Why would you segment your newsletters? Well, there are different people in your audience. If you sell sports shoes, you are still selling them to different people. Daisy, 17, is a lacrosse player. Knowing that, you can send her newsletter with articles about the best sports shoes or sports equipment maintenance. Daisy’s mom, 45, on the other hand, likes long walks, so she’d like to hear more about the comfiest shoes and the best hiking trails.
Sending personalized, targeted newsletters is a fantastic way to build a good relationship and trust with your customers. By giving them actual useful content to read, you show that you understand and care – and make no mistake, this will pay off.
2. Go a step further – personalize
Addressing people by their name in a newsletter takes a fairly simple coding tweak.
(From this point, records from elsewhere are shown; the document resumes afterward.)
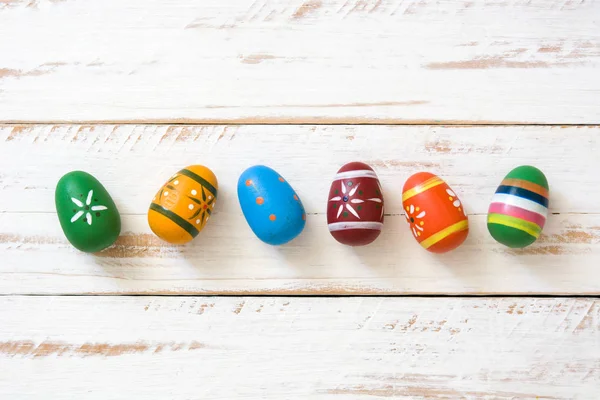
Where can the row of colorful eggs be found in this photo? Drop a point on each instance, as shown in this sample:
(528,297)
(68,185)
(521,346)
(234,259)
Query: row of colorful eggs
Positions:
(274,212)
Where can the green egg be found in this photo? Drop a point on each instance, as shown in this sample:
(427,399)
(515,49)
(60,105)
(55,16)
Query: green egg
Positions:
(87,214)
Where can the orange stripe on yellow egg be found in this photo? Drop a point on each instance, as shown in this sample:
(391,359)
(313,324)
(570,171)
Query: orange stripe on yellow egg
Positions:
(428,184)
(444,233)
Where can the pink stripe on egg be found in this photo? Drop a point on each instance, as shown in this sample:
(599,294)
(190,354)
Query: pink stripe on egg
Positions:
(518,212)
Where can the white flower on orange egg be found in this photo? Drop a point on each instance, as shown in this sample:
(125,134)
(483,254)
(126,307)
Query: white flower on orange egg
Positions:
(414,216)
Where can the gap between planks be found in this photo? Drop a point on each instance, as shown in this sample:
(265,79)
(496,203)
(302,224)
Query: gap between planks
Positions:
(296,122)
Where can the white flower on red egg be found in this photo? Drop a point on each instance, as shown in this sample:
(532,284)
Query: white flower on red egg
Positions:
(348,200)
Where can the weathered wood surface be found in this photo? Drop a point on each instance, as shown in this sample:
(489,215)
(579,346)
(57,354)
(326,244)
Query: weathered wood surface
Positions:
(350,61)
(298,348)
(133,161)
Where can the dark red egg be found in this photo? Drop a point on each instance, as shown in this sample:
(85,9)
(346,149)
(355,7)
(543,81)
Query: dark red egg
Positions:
(355,205)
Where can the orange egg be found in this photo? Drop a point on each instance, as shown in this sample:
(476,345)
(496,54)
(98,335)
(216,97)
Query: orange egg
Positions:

You can find them in tutorials of your respective marketing automation software – I can recommend ConvertKit or some alternatives for those on a smaller budget.
According to a 2014 Science of Email Marketing Report, this simple tweak will increase your clickthrough rate from about 5.8 percent to about 7 percent. Most email marketing tools contain a feature that allows you to pull customers’ first names as part of your sends.
3. Houston, let’s not have a problem
Considering that majority of emails are now opened on mobile devices, make sure your newsletter is viewable and clickable both from desktop computers and smartphones.
All that’s left is to hit that send button and enjoy the results. Of course, don’t get too relaxed – watch carefully how people interact with your newsletter and use this data to create more engaging content.
But don’t stop with safe bets – we are all in favor of experimenting with content you include in your newsletters. If you try adding quizzes, let us know how it went in the comments!